I then used HopSkipJump to generate adversarial samples for every mannequin. For some purpose, I wasn’t capable of get the Neural Network to correctly generate sufficient samples utilizing HopSkipJump so I used the Fast Gradient Method (FGM) assault as a substitute. Why select these particular architectures because the native fashions? I wished to pick a variety of issues truly utilized in manufacturing, and wished protection of linear (Logistic Regression), tree ensembles (Random Forests/Boosted Trees), and Neural Networks.
Memes Memes Memes
These adversarial samples have been run towards every native mannequin and the goal mannequin to get comparable accuracies. However, extra importantly, I pulled out the particular samples misclassified by every native mannequin. These samples have been run towards the goal mannequin, giving a the share of adversarial samples crafted towards the native mannequin that additionally fooled the goal mannequin. This is the transferability thought we talked about earlier. While how typically efficient the entire native adversarial samples have been towards the goal is an fascinating information level, what we actually care about is how efficient the native surrogate mannequin is at crafting adversarial samples that idiot the goal mannequin.
Next, I took the very best performing logistic regression mannequin, which is linear, and closely modified a single coefficient for a pattern to see if this affected the mannequin output. The objective right here was to see if the mannequin was probably linear for an additional level of reference.
Target Model1 (Logistic Regression)
Here’s the results of our evasion-transferability search course of towards the primary mannequin:
Attack transferability for the tuned Logistic Regression mannequin.

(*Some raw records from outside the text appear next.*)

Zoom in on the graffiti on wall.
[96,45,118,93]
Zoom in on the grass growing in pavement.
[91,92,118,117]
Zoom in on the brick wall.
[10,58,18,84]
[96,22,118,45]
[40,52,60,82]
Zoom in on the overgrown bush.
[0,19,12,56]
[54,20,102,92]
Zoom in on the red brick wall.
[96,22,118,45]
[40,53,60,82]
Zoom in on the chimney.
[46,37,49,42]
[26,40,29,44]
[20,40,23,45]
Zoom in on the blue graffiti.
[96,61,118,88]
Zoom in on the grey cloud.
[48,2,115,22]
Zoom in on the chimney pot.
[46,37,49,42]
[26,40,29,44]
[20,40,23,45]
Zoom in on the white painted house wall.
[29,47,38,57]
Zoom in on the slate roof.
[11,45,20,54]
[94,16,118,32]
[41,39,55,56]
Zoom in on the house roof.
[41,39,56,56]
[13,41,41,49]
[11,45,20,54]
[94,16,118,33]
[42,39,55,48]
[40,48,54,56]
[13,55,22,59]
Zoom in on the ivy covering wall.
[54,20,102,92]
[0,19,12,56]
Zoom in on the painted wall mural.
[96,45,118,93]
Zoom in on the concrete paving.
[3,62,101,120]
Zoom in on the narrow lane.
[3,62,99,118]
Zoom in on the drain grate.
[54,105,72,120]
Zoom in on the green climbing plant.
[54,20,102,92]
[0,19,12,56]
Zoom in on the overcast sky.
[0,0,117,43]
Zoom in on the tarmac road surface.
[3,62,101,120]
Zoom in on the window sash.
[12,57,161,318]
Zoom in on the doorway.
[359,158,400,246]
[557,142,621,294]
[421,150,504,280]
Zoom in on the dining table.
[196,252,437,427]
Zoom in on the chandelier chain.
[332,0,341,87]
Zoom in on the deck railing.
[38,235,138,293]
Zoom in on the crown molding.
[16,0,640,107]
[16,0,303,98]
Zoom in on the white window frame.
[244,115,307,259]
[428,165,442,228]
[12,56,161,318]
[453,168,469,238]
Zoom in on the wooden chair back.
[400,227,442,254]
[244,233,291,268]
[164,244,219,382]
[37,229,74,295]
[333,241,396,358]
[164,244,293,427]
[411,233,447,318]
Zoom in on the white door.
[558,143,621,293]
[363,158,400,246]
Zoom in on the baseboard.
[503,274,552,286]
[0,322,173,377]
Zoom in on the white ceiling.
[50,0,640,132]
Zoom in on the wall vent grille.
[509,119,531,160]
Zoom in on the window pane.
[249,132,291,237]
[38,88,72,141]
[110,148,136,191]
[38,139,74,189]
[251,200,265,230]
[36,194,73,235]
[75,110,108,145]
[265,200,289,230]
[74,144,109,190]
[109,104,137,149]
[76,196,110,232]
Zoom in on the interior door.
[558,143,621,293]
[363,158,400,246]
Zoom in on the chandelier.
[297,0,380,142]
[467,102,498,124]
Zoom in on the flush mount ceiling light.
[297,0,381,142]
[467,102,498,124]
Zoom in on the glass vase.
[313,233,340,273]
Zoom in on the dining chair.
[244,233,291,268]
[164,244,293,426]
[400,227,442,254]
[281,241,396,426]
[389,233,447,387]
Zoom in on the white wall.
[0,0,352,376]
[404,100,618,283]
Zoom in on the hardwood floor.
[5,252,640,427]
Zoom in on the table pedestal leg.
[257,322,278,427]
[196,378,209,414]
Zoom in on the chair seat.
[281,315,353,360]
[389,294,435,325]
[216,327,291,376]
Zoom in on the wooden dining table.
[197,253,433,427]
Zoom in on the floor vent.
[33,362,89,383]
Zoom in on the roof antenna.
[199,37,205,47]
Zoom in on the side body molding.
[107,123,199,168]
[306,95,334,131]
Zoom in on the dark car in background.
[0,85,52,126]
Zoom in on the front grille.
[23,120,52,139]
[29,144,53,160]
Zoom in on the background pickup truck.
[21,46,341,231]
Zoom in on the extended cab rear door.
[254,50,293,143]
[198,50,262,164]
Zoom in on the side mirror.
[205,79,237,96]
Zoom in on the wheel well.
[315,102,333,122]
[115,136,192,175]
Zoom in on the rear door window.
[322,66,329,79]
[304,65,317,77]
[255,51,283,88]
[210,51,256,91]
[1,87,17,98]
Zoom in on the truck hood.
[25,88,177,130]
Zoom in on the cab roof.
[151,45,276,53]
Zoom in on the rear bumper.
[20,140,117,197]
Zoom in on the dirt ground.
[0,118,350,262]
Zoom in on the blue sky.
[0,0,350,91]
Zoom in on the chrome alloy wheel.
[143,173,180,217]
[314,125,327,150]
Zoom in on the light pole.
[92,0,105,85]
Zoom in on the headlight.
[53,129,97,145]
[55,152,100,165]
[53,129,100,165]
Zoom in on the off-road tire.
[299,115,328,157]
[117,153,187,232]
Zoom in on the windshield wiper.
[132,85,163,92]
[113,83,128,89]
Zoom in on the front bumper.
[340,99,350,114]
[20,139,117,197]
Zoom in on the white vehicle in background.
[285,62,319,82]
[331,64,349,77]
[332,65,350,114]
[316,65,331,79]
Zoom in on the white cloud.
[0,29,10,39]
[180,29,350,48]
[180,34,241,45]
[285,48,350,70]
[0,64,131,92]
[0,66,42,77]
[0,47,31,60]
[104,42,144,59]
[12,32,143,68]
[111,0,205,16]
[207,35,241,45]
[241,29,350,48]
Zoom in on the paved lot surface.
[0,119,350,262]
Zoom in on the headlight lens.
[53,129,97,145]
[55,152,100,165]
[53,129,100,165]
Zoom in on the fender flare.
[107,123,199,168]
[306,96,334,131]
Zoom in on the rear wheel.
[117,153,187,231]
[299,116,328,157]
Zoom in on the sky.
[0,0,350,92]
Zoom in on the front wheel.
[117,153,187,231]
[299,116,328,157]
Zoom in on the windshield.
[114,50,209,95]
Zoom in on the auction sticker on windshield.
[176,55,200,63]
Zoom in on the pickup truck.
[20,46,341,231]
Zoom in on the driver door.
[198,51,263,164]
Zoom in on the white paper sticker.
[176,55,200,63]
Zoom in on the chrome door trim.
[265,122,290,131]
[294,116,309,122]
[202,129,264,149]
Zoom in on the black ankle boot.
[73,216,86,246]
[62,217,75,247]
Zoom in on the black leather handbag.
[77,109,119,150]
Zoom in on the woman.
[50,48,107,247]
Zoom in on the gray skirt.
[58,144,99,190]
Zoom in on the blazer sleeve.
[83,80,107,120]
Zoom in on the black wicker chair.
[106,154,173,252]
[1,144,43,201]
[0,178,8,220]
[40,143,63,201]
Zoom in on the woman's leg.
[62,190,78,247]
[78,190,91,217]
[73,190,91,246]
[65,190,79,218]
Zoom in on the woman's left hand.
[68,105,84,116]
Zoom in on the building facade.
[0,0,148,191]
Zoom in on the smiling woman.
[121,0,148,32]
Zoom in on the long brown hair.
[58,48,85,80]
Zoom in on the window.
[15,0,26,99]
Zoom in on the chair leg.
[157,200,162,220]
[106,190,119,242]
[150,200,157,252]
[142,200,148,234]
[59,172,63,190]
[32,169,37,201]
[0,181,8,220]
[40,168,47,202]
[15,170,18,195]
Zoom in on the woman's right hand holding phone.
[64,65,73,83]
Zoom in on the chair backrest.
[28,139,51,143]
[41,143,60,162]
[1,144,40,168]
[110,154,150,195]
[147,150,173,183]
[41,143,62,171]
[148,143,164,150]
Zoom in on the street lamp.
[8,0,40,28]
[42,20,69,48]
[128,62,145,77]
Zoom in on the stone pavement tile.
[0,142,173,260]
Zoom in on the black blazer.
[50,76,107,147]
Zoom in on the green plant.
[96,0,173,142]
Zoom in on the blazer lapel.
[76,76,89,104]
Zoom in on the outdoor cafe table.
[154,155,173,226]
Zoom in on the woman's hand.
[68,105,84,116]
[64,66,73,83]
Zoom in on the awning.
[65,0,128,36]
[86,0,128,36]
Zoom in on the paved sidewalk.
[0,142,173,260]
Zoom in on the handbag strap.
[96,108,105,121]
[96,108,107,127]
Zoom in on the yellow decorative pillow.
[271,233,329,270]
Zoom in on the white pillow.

These outcomes are fascinating. The mannequin that almost all intently matched the goal mannequin’s labeled information was the Random Forest, the Logistic Regression surrogate (which matched the goal mannequin’s structure most intently) had probably the most variety of adversarial samples transferred to the goal mannequin, however XGBoost had the best share of adversarial samples that transferred to the Logistic Regression goal.
Target Model2 (LightGBM)
Here’s the results of our evasion-transferability search course of towards the second mannequin:
Attack transferability for the tuned LightGBM mannequin.
These outcomes are additionally fascinating. The fashions that almost all intently matched the goal mannequin’s labeled information have been the Random Forest and XGBoost, whereas the Neural Network had each probably the most variety of adversarial assaults that transferred in addition to the very best assault transferability share to the LightGBM goal. Compared to the opposite two goal fashions, Model2 seems to be probably the most resilient towards adversarial samples as nicely.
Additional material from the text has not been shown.